See here for a pdf of an old edition. See also preface for good summaries of key ideas. One of the main ideas: how can animate minds emerge from inanimate matter. Main answer: strange loops, which can be interpreted as the inanimate matter having meaning, through its emergent properties. Deeper features, like consciousness/self/I, emerge when this meaning becomes self-referential
- Strange loops and tangled hierarchies. Going up a level in a hierarchy can take you to a lower level, they are more like Graphs..
- –> good explanation on page 691, and chapter XX in general!
- Interesting examples of applying strange loop ideas to
- Government and Politics, Anarchy
- Philosophy of science, Occultism. Evidence, reminds me of my musing that led to the Principle of Inclusiveness.
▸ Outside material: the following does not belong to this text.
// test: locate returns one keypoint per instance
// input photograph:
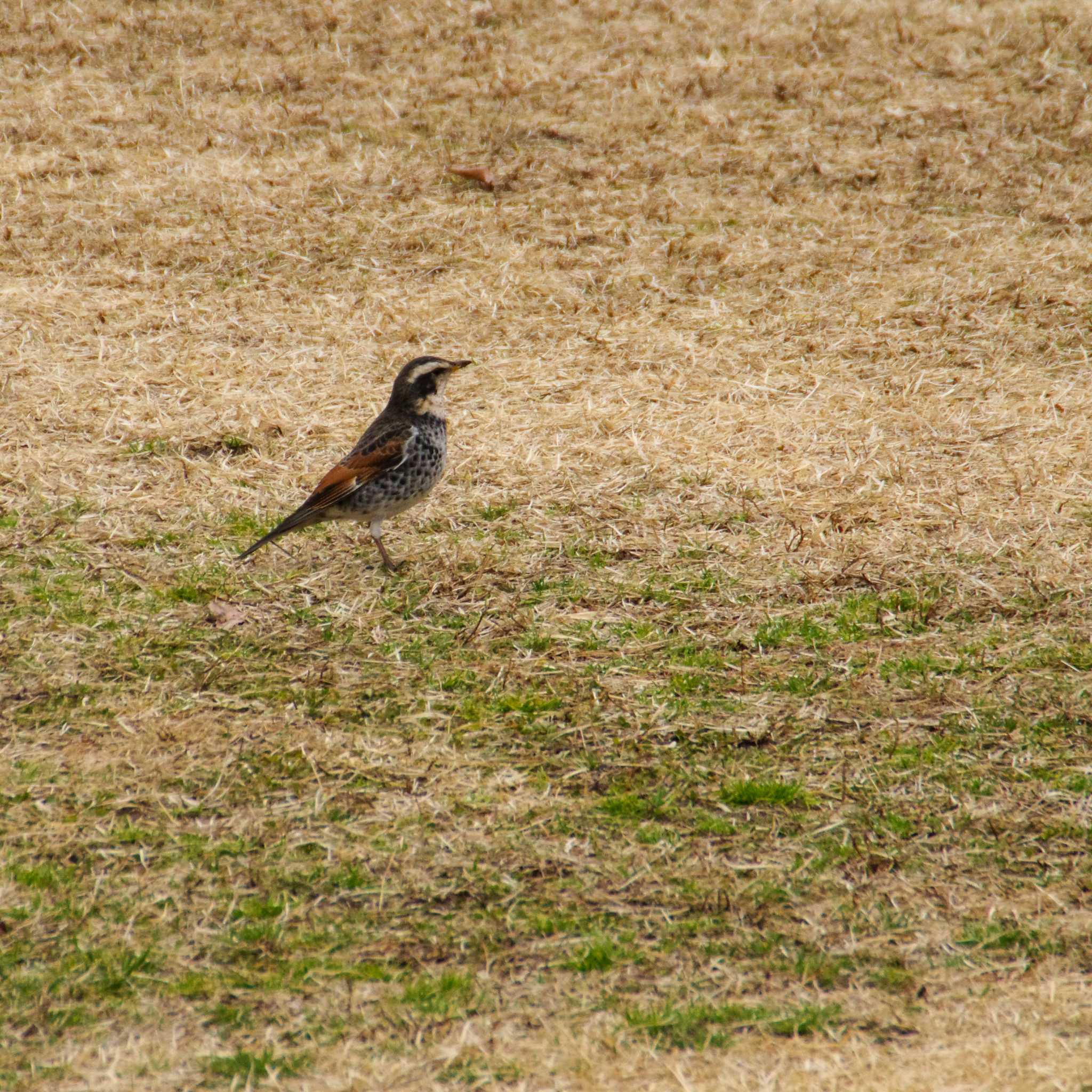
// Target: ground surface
(730, 725)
- Use-mention, symbol-object. Art
- Hypotheses on Consciousness. Top-down causation, p.709. His speculations on connections between consciousness and Godel's theorems are interesting, but to me the lack of precise definition of consciousness, makes me unable to see too deeply into it. Nice idea: Undecidability points to higher-levels...
- Similar idea to my observer vs God-perspectives (see Philosophy), in p. 710
- Nice ideas on Free will in p. 711
- Self-reference. See Godel incompleteness theorems, Epiminede's paradox. See chapter XVI. Partial "self-engulfing" is not enough to create the "infinite regress", and Strange loops.
- Self-reference in formal systems. Leon Henkin. Godel.
- Godel sentences: assert their own unproducibility. "I am lying!"
- Henkin sentences: assert their own producibility. "I am honest!". One can prove that they are always true! (Henkin's theorem). related to Self-assembly
- Self-reproduction, a kind of active self-reference. What is a copy? (when are two things the same?). What is the original? Simulacra... A less stringent self-rep can also happen where the copies aren't identical, but are isomorphic, or belong to the same family.
- Typogenetics to study Genetics. Enzymes are sets of instructions which act on DNA strands, and are themselves represented by amino acid sequences, which by the "typogenetic code" can be constructed from DNA strands themselves. This is similar to simulations of Artificial life, Artificial chemistry (Turing gases, etc.). Molecular biology. polyribosomes and two-tiered canons (p. 527). Abiogenesis
- The type of self-reflection in typogenetics is similar to that in TNT.
- Sufficiently-powerful, reminiscent of Turing completeness.
- Godel's theorems and related ideas point toward an essential impossibility of perfection!! (called limitation theorems, in page 697) However, one would need to make this more formal of course.. But if a system is powerful enough to be able to represent itself, then one can do bad things to it... ""To seek self-knowledge is to embark on a journey which ... will always be incomplete, cannot be charted on any map, will never halt, cannot be described"
- Self-ref in Developmental biology too: Feedback in Gene expression regulation, and maybe strange loops in Cell specialization and Morphogenesis?
- Formal system
- Thinking inside and outside formal systems.. Machine, Intelligent, and Un- mode (Zen mode; aka MU-mode, free-mode)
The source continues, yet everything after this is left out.